I have managed to work around this issue by wrapping the bio-ucsc-api library in an external ruby program and running via a Open4 call. It works fine now. When run from within a rails stack it dies.

Workaround code below:

require 'bio-ucsc'
include Bio
# ARGV[0] is the full path to the 2bit file
# expects ARGV[1] to be this:
# subsequence = "#{chrom}:#{batch_detail.chrom_start - batch_detail.forward_offset}-#{batch_detail.chrom_end + batch_detail.reverse_offset}"

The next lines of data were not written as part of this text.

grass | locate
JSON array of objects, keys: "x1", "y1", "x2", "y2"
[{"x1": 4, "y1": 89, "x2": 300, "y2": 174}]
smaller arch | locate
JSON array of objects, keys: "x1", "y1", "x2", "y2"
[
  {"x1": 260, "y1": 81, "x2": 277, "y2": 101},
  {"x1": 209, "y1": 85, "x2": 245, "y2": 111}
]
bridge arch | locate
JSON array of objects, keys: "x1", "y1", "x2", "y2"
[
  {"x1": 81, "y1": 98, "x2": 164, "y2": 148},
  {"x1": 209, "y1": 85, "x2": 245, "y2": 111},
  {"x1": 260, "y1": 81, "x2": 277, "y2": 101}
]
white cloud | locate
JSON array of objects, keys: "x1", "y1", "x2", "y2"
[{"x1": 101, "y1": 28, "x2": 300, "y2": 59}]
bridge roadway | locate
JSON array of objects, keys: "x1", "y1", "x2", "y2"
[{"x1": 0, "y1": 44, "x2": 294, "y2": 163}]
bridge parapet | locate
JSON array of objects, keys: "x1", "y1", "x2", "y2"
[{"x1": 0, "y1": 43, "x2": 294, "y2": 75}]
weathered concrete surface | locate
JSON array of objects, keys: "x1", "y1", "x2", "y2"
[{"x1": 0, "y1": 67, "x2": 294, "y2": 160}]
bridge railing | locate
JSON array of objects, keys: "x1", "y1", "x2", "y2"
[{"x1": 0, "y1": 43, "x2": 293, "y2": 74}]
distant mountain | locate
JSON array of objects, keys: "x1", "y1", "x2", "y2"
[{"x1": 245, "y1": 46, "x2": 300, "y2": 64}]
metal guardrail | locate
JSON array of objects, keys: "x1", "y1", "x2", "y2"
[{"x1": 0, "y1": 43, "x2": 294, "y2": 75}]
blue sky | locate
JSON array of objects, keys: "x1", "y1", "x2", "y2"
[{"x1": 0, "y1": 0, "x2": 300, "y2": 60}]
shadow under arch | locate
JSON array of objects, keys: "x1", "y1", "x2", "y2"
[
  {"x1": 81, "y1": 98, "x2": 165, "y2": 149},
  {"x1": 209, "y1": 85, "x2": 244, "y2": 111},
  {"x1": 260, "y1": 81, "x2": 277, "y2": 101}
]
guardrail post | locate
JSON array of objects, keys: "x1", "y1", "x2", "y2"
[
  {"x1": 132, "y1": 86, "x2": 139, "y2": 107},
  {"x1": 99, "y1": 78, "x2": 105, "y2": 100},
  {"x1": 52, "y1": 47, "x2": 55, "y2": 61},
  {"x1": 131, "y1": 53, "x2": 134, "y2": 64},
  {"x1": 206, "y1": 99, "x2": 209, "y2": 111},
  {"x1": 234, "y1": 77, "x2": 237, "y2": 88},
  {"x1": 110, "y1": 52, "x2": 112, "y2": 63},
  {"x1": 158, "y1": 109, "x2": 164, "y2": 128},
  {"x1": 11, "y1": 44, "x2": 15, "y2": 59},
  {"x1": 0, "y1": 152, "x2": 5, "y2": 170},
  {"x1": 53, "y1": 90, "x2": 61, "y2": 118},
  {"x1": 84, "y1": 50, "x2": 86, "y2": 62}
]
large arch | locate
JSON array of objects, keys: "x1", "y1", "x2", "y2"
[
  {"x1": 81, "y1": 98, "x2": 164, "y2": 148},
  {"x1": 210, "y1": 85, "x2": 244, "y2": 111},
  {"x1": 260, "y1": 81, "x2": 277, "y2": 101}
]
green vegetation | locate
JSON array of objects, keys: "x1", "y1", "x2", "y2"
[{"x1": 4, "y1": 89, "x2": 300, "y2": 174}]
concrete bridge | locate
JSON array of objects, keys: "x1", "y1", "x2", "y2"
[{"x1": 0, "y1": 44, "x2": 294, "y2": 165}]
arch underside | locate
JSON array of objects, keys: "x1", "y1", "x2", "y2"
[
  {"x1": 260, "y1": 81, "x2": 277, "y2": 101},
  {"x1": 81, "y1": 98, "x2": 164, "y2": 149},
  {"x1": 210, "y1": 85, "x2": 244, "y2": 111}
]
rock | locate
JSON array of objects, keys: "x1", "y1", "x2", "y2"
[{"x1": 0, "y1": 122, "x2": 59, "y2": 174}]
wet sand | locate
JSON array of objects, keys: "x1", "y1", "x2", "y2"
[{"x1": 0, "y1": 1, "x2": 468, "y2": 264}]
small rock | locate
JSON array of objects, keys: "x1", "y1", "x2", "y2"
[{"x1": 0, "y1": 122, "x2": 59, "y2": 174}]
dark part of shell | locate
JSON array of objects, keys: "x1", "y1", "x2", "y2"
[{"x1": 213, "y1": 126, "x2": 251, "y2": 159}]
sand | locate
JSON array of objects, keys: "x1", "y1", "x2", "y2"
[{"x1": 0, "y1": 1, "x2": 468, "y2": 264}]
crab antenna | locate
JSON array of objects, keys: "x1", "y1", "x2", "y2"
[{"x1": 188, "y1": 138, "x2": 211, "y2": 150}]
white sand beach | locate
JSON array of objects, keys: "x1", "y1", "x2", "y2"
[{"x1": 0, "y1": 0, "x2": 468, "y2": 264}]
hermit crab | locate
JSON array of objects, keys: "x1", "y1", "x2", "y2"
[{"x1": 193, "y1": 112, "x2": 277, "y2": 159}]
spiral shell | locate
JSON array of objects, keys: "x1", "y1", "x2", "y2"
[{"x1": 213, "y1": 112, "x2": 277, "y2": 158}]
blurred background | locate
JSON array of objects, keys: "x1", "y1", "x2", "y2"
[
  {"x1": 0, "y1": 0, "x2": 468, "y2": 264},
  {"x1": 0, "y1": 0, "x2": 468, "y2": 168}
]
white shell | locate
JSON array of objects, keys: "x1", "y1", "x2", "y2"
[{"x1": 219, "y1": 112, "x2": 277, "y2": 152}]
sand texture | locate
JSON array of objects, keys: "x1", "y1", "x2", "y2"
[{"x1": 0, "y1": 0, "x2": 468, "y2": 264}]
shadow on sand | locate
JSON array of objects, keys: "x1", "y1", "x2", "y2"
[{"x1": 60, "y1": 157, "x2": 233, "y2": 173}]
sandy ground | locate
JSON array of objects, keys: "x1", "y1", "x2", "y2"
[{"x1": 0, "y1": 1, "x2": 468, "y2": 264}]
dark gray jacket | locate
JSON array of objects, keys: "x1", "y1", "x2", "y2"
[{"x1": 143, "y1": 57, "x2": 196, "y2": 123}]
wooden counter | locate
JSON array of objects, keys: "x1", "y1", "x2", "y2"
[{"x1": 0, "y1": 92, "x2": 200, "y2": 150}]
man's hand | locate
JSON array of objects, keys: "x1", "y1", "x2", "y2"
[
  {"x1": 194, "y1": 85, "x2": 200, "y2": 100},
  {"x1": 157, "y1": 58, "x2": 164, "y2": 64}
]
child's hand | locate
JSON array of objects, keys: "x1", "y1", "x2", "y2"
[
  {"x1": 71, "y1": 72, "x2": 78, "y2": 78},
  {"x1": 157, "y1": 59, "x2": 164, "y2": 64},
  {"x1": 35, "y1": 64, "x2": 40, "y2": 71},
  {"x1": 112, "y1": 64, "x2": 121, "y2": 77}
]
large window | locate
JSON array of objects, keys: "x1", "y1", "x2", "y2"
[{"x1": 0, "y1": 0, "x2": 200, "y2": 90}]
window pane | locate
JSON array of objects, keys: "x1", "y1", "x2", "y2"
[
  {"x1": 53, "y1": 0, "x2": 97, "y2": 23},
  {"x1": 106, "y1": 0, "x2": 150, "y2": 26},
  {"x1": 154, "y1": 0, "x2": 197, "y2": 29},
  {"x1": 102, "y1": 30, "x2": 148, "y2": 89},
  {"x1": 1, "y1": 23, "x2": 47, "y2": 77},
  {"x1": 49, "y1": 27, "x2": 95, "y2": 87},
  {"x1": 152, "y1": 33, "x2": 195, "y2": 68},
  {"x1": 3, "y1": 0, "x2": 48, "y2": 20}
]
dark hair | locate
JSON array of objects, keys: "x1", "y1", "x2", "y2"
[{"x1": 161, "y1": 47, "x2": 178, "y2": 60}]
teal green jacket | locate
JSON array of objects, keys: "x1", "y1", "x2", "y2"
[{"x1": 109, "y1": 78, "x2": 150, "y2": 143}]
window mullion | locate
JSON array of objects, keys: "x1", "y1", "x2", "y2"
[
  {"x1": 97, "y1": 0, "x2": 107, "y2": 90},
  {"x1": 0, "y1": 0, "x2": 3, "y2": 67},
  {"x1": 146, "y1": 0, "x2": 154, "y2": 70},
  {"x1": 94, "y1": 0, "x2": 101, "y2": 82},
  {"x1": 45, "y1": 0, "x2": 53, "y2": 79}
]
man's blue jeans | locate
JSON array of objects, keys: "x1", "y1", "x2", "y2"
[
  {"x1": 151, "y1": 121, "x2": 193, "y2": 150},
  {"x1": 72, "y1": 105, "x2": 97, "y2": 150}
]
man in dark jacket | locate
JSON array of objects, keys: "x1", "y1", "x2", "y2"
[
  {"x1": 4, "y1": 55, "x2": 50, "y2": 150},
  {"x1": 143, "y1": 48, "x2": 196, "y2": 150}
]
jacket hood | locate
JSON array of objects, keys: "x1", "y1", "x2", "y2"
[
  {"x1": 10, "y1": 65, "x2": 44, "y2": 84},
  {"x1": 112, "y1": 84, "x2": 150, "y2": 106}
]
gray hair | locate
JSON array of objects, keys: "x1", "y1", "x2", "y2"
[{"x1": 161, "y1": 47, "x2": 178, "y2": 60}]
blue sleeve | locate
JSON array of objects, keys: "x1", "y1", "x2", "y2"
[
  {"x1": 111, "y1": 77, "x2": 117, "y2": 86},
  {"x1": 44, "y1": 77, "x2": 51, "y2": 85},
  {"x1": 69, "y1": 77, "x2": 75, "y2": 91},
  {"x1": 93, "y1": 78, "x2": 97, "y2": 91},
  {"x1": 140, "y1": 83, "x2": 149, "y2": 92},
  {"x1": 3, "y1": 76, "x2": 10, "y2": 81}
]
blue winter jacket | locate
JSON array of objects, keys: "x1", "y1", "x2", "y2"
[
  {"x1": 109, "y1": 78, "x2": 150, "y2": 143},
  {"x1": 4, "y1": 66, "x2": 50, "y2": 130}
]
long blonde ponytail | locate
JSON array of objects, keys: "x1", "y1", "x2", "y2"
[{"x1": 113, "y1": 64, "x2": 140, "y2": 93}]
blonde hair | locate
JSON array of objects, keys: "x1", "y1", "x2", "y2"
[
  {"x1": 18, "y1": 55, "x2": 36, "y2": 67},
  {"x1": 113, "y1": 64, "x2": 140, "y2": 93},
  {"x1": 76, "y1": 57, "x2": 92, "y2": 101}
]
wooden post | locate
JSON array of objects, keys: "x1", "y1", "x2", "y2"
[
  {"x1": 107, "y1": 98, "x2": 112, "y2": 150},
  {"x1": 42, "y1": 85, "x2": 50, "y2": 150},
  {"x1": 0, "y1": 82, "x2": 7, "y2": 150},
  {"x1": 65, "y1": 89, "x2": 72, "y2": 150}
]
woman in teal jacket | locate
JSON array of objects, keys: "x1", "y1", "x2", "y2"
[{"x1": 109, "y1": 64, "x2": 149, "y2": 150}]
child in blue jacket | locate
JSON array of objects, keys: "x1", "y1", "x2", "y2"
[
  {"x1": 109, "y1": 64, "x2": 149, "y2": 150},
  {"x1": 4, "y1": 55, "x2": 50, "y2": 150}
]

seqfile = Ucsc::File::Twobit.open("#{ARGV[0]}")
extracted_seq = seqfile.subseq("#{ARGV[1]}")
puts extracted_seq

This code is called within the Rails app by this:

def self.ucscapi(subsequence)
    filepath = "#{Rails.root}/bin/hg19/hg19.2bit"
    scriptdir = "#{Rails.root}/bin/ucscapi"
    Dir.chdir(scriptdir)
    cmd = "ruby ucscapi.rb #{filepath} #{subsequence}"
    sequence = ''
    ucsc_status = Open4::popen4("sh") do |pid, stdin, stdout, stderr|
      stdin.puts "cd #{scriptdir}"
      stdin.puts "#{cmd}"  
      stdin.close
      sequence = stdout.read.strip
    end
    return sequence 
  end